Debt-shackled Jamaica’s interest payments as a percentage of gross domestic product were the highest in the world last year even after a domestic debt restructuring two years ago, according to a Washington-based think tank.
A new report on Jamaica’s economy by the Center for Economic and Policy Research says the heavily-indebted Caribbean country’s total interest payments were about $1.4 billion in 2011, or about 10 percent of GDP. That’s about two-and-a-half times what was spent on capital programs.
On Wednesday, economist and center co-director Mark Weisbrot said that it was the highest percentage anywhere in the world, even in crisis-staggered countries in the 17-nation Eurozone.
For years, roughly half of the Jamaican government’s budget has been dedicated to paying the debt, and that has forced the middle-income country to scrimp on schools, hospitals and infrastructure.
“The burden of excessively high interest payments will continue to displace public investments, which are needed to restore normal growth and bring down the persistently high levels of poverty and unemployment,” the group said in its report.
Ministry of finance officials did not immediately respond to calls seeking comment about the group’s report.
Jamaica’s economy has sputtered for decades.
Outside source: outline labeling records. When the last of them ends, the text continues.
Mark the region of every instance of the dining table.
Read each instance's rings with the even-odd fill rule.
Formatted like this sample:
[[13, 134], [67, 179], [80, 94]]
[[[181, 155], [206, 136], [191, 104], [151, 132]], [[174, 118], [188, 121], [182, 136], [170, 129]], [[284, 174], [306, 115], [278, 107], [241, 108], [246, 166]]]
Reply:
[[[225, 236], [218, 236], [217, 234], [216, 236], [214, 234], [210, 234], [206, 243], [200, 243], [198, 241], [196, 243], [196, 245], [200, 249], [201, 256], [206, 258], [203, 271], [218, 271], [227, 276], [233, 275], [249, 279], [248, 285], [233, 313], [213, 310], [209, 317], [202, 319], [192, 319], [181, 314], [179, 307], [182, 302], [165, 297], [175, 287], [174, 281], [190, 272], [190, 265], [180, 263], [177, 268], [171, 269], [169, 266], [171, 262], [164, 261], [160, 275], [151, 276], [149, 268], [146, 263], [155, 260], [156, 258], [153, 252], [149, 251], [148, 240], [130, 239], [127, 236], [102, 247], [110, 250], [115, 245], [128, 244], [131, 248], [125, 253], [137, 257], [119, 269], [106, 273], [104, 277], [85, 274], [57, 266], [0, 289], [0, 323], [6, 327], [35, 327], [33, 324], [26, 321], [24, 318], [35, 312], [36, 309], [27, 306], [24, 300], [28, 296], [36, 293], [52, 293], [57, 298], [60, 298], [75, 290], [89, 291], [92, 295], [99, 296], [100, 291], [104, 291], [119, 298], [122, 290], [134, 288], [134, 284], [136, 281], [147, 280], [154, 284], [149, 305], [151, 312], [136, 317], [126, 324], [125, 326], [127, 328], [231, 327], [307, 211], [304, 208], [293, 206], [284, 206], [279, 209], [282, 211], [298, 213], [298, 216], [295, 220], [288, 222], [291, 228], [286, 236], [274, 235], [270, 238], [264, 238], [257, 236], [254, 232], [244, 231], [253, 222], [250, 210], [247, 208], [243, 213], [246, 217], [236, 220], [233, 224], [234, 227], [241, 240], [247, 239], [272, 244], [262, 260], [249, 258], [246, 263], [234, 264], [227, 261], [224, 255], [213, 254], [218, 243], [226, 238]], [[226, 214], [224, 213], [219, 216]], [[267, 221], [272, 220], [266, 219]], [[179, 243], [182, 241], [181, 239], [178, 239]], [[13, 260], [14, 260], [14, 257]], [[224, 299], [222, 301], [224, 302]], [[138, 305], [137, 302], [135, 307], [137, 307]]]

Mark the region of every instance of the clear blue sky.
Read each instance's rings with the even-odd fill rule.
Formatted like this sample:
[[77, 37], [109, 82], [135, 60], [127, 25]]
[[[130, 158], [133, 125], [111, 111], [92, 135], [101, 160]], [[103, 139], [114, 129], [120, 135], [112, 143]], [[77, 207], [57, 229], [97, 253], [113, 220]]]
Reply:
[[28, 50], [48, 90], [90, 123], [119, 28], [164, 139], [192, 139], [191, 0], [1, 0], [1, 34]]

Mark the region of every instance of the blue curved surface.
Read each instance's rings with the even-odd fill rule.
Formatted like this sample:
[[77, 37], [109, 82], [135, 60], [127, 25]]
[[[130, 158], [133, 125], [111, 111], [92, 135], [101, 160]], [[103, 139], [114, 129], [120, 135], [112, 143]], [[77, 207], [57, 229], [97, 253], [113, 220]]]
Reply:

The island’s economy grew by 1.5 percent last year after three years of negative growth rates, but the economy still remains below its 2008 level of GDP, the group said.
Overall, Jamaica’s debt was about 130 percent of gross domestic product last year.
Jamaican analysts say that much of the island’s public debt was derived from bad bank loans that the government absorbed to resolve a mid-1990s crisis when dozens of banks failed amid a spree of lending.
By 2010, Jamaica’s towering debt and the damaging impact of the global recession forced the government to again seek assistance from the International Monetary Fund. It helped the government carry out a domestic debt restructuring and provided $1.27 billion in a standby loan. It also unlocked funding from other global lending groups.
But the Center for Economic and Policy Research believes that the 2010 domestic debt restructuring program did little to solve the underlying problem even if it did reduce interest payments in the short term.
Jamaica is currently trying to forge a new agreement with the IMF.
Weisbrot said a key sticking point between the IMF and the Jamaica government is the cap on the public sector wage bill.
“It’s clear workers have had enough of wage freezes, yet if the Jamaican government is unable to ensure more accommodating policy conditions from the IMF, the likelihood of further wage freezes or layoffs is definitely a possibility,” said Weisbrot.
But he believes such measures would only further weaken the economy.
The island’s last agreement with the IMF stalled last year under the previous Jamaica Labor Party-led government.